When I checked the board tester, I found that there were no connections made to the timing inputs on the processor, so that was not the cause. I did notice at the next assembly station a man inserting a display module and riveting it to the board with a small hammer. Drawing on my knowledge and experience, I explained to the engineers that when a piezoelectric crystal is physically deformed, it generates a voltage and striking the circuit board with a hammer would generate voltage spikes big enough to damage the microprocessor inputs. They had never thought of that and thanked me profusely for solving their problem.
When I got back to the office, I proudly explained to my boss what I had done. His response was that I should have asked them how much money the problem was causing them to loose, and charged them a reasonable amount based on that to solve their problem once I realized what the solution was.
I learned that how ever smart I considered myself, I sometimes missed the obvious!
 

shortbus

Joined Sep 30, 2009
9,938
If you know what your boss is telling you to do is wrong, don’t argue with them, implement it your way, show the superior working version, then let your boss think it was their idea.
I learned that a different way, and doing that learned how to keep a boss/engineer out of screwing with you.
Do it exactly as you told by them. Even though you know it's wrong and may make things worse.

Then when they throw up their hands and walk away fix it how you would have done in the first place. After a few times of doing that they just tell you, "that machine is not working right, would you fix it".
 

joeyd999

Joined Jun 6, 2011
4,971
On one particular occasion, I learned a very tough lesson. I was a technical consultant and electronic measurements specialist.
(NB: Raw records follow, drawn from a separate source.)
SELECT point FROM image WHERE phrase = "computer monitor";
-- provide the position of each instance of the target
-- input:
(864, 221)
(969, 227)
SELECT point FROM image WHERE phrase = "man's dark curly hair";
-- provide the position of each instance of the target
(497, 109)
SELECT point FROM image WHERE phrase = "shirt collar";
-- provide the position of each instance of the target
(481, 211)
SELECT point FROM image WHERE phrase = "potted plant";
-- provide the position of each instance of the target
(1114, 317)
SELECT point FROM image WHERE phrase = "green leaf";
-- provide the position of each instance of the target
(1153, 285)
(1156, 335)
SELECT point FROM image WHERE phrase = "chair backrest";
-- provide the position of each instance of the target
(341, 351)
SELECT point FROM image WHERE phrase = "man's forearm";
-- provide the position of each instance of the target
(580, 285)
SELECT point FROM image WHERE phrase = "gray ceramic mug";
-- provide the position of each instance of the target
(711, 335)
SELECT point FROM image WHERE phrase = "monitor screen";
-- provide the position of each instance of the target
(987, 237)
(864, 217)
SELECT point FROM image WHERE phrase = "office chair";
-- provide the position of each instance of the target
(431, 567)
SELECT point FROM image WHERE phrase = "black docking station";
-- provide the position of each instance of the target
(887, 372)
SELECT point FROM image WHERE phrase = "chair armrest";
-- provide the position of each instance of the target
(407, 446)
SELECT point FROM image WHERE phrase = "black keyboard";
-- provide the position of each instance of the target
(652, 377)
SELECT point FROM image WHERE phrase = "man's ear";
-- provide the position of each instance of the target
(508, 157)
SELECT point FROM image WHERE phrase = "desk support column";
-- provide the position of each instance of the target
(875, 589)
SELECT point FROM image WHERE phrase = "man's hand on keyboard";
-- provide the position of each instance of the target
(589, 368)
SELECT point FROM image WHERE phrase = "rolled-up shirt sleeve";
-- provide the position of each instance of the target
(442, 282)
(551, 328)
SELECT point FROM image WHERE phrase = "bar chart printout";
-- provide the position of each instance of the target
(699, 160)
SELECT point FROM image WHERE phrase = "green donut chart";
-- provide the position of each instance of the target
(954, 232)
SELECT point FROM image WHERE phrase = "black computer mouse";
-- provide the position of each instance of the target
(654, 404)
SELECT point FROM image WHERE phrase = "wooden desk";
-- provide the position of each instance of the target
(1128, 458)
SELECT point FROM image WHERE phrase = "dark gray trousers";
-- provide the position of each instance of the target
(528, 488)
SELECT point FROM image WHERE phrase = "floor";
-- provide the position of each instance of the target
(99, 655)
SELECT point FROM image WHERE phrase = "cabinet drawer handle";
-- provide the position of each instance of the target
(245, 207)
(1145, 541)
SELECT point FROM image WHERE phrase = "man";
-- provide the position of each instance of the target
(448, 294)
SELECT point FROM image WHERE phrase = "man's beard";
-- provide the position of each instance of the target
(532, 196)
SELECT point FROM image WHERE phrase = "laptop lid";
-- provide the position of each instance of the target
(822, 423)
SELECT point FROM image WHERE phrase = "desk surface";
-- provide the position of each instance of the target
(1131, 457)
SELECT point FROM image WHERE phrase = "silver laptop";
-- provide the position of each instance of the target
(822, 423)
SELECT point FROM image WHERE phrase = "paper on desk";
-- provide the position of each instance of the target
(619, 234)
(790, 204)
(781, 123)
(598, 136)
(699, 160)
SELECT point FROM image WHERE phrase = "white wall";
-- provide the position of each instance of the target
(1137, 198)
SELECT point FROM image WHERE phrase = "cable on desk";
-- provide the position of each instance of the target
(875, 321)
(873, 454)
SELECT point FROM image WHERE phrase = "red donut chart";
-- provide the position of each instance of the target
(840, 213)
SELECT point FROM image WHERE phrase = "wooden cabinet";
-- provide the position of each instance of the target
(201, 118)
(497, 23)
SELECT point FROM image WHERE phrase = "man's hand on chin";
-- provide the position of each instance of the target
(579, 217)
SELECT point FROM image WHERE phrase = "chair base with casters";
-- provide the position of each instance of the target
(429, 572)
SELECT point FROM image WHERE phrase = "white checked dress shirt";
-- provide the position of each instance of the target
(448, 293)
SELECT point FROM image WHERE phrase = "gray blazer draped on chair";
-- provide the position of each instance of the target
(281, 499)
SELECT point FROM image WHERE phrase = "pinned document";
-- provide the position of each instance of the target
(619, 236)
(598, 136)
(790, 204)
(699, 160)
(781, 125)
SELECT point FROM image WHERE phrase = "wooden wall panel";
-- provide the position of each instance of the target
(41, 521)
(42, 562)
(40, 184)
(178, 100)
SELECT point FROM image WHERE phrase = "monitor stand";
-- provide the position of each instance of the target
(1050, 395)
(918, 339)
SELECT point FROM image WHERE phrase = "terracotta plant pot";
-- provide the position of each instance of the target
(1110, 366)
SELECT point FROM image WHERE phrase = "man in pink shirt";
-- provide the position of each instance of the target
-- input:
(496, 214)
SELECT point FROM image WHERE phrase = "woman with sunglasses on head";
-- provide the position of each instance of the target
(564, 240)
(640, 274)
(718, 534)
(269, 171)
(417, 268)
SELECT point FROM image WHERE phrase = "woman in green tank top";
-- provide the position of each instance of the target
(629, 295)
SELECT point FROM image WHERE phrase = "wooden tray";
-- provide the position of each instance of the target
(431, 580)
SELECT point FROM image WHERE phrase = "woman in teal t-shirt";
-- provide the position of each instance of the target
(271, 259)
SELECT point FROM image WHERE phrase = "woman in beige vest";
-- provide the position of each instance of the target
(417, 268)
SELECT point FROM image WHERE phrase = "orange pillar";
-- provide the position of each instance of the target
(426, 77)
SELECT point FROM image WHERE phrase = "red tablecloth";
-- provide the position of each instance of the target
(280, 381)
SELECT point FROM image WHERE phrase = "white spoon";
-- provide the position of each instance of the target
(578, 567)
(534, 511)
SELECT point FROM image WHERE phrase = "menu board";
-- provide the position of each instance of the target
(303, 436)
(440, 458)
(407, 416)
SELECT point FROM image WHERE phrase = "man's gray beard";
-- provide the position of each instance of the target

I was asked by one of our technical salesman to visit a customer with him because they were having problems with one of our board test systems. They claimed that it was over-driving a microprocessor and damaging the crystal inputs. They were losing a fairly high percent of the product. They had consulted the processor manufacturer who had analyzed some of the devices and sent them micro-photographs of the damaged inputs to the chips.
When I checked the board tester, I found that there were no connections made to the timing inputs on the processor, so that was not the cause. I did notice at the next assembly station a man inserting a display module and riveting it to the board with a small hammer. Drawing on my knowledge and experience, I explained to the engineers that when a piezoelectric crystal is physically deformed, it generates a voltage and striking the circuit board with a hammer would generate voltage spikes big enough to damage the microprocessor inputs. They had never thought of that and thanked me profusely for solving their problem.
When I got back to the office, I proudly explained to my boss what I had done. His response was that I should have asked them how much money the problem was causing them to loose, and charged them a reasonable amount based on that to solve their problem once I realized what the solution was.
I learned that how ever smart I considered myself, I sometimes missed the obvious!
In my case, it was an undervalued integration capacitor. About $1M saved, and I was paid $3.85 an hour.
 

BobTPH

Joined Jun 5, 2013
7,522
I learned that a different way, and doing that learned how to keep a boss/engineer out of screwing with you.
Do it exactly as you told by them. Even though you know it's wrong and may make things worse.

Then when they throw up their hands and walk away fix it how you would have done in the first place. After a few times of doing that they just tell you, "that machine is not working right, would you fix it".
I also learned that method after I became a consultant. Might as well get paid twice for the same job.